Yevheniia KHORUZHA, HI risk education officer, explains safe behaviour to children through an educational story prepared by HI's Poltava teams. | © Hlib Kostenko / HI
HI regularly organizes "traditional" risk education sessions in various schools in the East of Ukraine. The aim of these sessions is to teach the youngest children to be extremely vigilant, to recognize the signs of danger and to adopt safe behavior to protect themselves and their families.
In class, children are tested on their knowledge to assess their level of understanding of these subjects at the beginning and the end of HI’s sessions.
But the HI teams have also developed more playful methods to interact with children, especially the youngest. For children aged between 5 and 11, the teaching medium used is fairytale. One of the stories involves a little girl who is unfortunately injured by an explosive device.
Another awareness-raising tool is a quest. In September 2023, HI teams organised a large-scale treasure hunt in a small rural village where many families of displaced persons are staying in the Poltava region.
After a few theoretical points to introduce them to the different types of explosive devices, the types of injuries that these weapons can cause as well as the warning signs and safe behaviour to adopt, the young participants began the game on a fictitious island, called "Safety Island".
Objective: move from one point to another, accomplishing various tasks. Participants solved riddles, looked for a safe way out of the maze, made puzzles, etc. They also had to choose safe paths marked with cones, signal tapes and official warning signs during the route. Teams were also competing in packing the emergency backpack.
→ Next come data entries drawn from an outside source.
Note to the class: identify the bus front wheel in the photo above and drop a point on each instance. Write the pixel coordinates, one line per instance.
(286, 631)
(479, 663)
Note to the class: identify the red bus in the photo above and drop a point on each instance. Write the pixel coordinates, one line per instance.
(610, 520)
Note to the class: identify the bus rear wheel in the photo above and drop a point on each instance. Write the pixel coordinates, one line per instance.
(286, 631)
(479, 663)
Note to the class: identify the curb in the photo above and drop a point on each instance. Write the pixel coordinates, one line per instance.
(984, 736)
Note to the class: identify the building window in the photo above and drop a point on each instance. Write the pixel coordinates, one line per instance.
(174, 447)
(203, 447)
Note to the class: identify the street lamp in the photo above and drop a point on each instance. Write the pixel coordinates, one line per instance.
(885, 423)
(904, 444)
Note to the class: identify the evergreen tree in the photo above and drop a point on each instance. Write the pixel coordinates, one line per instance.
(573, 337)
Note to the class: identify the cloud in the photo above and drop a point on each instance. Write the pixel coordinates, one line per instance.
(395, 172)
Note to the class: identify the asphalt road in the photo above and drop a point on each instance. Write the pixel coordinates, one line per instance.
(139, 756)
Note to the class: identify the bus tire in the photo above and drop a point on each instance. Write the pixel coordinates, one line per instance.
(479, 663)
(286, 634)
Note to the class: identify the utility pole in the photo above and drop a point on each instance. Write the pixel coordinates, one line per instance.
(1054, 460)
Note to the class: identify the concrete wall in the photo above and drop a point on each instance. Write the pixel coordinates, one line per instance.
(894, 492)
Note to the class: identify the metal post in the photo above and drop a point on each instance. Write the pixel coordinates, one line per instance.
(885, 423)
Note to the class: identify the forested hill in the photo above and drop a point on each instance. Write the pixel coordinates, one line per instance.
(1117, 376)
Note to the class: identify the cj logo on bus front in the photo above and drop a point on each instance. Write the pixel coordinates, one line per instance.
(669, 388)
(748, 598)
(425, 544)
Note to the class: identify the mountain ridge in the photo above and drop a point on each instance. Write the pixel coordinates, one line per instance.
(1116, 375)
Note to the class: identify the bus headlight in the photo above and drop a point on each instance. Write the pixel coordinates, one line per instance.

Participants received souvenir products like shopping bags and balloons at the quest's end.
Artem is 12 and lives in Poltava Oblast. He came to the quest with his father, a physics teacher, and his classmates:
A large majority of these children, who are all victims of war, have already lived in, or crossed areas contaminated by explosive devices, or had to hide during bombardments. These sessions are also an opportunity for them to share their own feelings and experiences.